On Thursday, the group was making a north-south trail in the northern part of LBL so that it doesn’t do along the road anymore, said Graepel, who also said this was his favorite part of the trip.

“It’s back-breaking, but it’s very easy to see what you’ve accomplished,” said Graepel. He also enjoyed removing greenbriers from an old fence at Brandon Spring on Wednesday. “They were really excited about the fact that this old fence was now visible and they could show it to second graders.”

Christine Roback, one of the other group leaders of the trip, said her favorite part of the trip was the local people they interacted with during the week. “They’ve just been so fantastic and so friendly.”

Like Graepel, Roback said that the volunteer work at LBL, and participation in the ASB program, was a lot of fun, and said that it was a great chance to get to know her fellow classmates.
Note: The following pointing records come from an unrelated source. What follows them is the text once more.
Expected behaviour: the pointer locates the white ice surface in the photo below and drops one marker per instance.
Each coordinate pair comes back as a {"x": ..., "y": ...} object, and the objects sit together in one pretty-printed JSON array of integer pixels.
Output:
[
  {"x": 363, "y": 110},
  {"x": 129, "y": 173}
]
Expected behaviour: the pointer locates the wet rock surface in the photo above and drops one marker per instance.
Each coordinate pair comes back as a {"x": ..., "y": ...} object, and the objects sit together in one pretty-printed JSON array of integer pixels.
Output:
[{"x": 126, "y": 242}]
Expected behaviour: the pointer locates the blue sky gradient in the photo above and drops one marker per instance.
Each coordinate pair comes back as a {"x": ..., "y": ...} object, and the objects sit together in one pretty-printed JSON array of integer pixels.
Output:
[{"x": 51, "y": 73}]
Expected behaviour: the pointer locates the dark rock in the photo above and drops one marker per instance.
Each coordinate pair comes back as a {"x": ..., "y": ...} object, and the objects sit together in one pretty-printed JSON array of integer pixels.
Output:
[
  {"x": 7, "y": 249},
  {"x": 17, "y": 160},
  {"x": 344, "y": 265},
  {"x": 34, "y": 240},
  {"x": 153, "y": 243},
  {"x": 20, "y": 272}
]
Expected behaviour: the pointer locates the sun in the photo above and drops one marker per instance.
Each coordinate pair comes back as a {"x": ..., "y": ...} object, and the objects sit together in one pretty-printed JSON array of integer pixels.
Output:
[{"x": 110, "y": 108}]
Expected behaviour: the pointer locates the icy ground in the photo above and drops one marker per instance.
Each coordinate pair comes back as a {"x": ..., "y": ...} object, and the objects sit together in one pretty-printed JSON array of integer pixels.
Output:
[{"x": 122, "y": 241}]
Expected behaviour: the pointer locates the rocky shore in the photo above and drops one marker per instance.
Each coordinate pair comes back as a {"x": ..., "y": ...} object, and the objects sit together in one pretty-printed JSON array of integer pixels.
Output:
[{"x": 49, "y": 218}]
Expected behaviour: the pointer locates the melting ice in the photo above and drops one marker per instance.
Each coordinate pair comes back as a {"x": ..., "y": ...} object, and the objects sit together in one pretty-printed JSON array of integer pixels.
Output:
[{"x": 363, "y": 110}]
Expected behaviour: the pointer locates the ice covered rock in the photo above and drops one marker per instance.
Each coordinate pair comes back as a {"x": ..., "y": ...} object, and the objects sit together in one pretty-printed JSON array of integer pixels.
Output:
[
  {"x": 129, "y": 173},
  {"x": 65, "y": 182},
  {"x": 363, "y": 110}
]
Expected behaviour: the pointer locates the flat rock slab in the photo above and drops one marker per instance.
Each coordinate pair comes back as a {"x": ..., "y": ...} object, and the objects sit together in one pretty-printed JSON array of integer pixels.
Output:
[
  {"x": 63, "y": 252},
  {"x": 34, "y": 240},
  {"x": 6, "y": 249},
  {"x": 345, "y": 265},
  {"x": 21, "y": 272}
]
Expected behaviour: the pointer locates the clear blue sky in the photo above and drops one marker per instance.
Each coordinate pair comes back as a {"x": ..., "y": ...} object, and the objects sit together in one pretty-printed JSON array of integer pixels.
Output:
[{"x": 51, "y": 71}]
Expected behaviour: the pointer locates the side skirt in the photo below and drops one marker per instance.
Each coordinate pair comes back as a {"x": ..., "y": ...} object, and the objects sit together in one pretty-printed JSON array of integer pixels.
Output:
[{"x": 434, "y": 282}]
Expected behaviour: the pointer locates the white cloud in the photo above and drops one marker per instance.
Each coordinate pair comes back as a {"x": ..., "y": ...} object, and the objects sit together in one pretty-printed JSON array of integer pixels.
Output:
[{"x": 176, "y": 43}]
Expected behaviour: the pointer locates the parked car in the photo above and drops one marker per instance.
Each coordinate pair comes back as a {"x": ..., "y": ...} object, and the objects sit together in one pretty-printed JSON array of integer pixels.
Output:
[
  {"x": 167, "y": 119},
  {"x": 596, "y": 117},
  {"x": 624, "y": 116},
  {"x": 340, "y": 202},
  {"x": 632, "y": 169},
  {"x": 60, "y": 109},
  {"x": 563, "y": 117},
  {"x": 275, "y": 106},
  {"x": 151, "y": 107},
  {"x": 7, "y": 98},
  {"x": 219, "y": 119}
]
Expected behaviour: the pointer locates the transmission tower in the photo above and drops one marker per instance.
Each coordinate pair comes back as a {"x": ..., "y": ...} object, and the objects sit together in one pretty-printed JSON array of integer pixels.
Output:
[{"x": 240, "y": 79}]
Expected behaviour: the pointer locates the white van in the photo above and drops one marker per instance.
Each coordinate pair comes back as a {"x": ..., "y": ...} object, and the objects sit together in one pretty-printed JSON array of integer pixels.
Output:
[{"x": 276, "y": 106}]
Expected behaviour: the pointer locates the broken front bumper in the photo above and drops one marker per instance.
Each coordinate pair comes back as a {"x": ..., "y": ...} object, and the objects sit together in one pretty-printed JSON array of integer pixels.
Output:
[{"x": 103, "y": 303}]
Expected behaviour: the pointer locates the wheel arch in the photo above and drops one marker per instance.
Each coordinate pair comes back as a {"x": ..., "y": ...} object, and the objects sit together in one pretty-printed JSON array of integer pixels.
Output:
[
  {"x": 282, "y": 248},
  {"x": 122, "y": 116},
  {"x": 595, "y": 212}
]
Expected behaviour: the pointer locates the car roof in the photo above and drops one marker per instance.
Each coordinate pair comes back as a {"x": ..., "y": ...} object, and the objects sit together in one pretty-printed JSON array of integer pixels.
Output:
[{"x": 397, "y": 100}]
“It’s fun while helping other people,” Roback said.

Bill Ryan of the U.S. Forest Service talked briefly about the trail-building work the student volunteers were doing.

“We’re trying to eliminate a safety hazard, so we built a mile-long trail through the woods,” said Ryan. “The trail … is the result of all the different spring break groups that have rotated through. It’s taken four spring break groups to build this mile.”
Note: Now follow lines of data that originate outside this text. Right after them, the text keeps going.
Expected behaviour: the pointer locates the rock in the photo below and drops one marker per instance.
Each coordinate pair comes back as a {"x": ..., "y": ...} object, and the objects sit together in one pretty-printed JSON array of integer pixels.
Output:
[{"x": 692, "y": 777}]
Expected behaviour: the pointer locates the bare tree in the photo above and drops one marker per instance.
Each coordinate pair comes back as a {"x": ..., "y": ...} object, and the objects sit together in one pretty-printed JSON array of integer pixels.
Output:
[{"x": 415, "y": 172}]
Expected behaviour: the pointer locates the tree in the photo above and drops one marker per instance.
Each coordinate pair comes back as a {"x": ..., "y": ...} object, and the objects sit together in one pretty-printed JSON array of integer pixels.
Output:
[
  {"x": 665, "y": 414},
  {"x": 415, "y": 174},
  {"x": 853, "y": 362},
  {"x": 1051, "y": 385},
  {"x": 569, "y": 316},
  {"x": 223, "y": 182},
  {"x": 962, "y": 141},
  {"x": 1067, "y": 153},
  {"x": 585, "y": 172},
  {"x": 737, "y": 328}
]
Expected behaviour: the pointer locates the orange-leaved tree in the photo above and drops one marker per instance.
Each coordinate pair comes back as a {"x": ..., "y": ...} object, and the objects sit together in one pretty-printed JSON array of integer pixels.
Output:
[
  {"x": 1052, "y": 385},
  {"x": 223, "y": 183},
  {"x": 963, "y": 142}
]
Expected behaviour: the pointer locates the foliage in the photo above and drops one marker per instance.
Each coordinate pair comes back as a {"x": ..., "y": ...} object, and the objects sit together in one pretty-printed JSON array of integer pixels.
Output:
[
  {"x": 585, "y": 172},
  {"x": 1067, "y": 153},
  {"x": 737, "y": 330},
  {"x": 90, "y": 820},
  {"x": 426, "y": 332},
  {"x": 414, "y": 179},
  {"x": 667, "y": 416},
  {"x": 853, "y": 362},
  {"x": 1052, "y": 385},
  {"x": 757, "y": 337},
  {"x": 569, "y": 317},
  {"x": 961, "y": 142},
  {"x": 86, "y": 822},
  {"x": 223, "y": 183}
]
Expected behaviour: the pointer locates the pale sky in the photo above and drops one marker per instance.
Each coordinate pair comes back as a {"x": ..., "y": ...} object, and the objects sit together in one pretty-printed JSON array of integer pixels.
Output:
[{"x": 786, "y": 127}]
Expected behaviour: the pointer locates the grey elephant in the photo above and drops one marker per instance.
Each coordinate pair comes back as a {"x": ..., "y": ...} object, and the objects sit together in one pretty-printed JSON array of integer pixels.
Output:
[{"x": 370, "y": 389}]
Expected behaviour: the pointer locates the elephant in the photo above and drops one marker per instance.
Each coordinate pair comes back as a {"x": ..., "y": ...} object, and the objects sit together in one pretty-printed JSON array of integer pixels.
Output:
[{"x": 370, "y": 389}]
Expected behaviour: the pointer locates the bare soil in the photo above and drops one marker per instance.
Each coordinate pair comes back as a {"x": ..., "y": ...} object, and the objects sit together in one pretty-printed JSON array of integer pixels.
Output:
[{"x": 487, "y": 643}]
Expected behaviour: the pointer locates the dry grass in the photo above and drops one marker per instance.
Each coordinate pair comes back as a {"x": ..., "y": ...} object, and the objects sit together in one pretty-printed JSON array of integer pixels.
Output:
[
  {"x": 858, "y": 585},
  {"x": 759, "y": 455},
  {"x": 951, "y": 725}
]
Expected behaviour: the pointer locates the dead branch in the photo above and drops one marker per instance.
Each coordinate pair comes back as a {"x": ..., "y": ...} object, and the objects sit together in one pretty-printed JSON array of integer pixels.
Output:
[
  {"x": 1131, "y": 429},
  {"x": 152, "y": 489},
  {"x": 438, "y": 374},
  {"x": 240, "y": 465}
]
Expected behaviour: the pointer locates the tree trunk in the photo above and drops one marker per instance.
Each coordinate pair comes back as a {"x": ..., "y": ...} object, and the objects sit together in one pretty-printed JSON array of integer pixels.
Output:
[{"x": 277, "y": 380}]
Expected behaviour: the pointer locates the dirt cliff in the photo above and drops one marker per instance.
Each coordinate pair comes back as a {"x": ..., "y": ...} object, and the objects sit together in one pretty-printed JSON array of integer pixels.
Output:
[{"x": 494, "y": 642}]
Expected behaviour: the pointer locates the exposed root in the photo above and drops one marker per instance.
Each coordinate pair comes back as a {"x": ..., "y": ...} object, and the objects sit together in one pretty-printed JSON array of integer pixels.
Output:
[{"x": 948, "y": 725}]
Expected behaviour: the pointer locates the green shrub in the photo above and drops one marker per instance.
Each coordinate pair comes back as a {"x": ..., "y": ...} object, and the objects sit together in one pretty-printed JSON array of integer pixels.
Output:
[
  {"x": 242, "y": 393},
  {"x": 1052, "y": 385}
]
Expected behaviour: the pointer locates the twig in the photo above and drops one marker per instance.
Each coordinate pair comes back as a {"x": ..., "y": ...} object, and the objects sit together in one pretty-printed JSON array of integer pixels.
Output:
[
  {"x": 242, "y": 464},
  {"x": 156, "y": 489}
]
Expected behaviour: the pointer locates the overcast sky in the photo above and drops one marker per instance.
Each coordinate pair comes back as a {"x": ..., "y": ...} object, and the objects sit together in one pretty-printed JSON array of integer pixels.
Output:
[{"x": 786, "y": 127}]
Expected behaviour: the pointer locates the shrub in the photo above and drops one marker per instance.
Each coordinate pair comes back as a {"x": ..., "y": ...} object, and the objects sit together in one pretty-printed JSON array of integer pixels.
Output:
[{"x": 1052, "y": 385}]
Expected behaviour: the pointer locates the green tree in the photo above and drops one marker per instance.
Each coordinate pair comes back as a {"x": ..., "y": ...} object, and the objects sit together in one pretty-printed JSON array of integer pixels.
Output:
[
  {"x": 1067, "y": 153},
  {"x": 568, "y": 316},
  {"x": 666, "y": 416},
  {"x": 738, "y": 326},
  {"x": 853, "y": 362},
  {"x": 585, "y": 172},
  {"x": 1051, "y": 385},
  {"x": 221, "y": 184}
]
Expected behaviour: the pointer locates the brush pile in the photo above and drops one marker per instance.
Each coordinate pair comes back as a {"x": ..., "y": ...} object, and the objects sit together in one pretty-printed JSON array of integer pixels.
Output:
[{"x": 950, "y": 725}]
Nicole Hawk, public affairs specialist for the Forest Service, said that during the 2010 fiscal year there were 123,578 volunteer hours worth of work on various parts of LBL.

Graepel said that kind of work was different than what they did the rest of the week, having spent much of their week at Brandon Spring, where they stayed, performing trail maintenance work and splitting logs and doing other necessary work.

They did some work at the Homeplace last Monday, but the heavy rains precluded them from doing more there, said Graepel.

“We got a really thorough tour of the place, so that was great,” Roback said. She also said that they spent most of their time in LBL and didn’t have much time to tour the surrounding area.

Nine groups from the college traveled all around this week working on construction projects, working with children, doing environmental service work or working in urban soup kitchens, said Foote.

The students are housed in churches, camps and refuge centers, and the student volunteers each pay $150 each to participate in ASB trips, Foote said.

Graepel said the college has about 1,800 students, about 100 of which participate in the ASB program, which he said started with Hurricane Andrew. He also said that several different majors are represented, even among the 10 that spent the week at LBL.

“It’s a totally student-run organization, with a faculty or a staff advisor and sort of an office coordinator,” Graepel said, adding that the trips are also student-led. He also said that since space is limited, they do have to turn some people away.

Roback said that there are many people from out-of state, and even a few people from out of the country, at the college and even on the trip.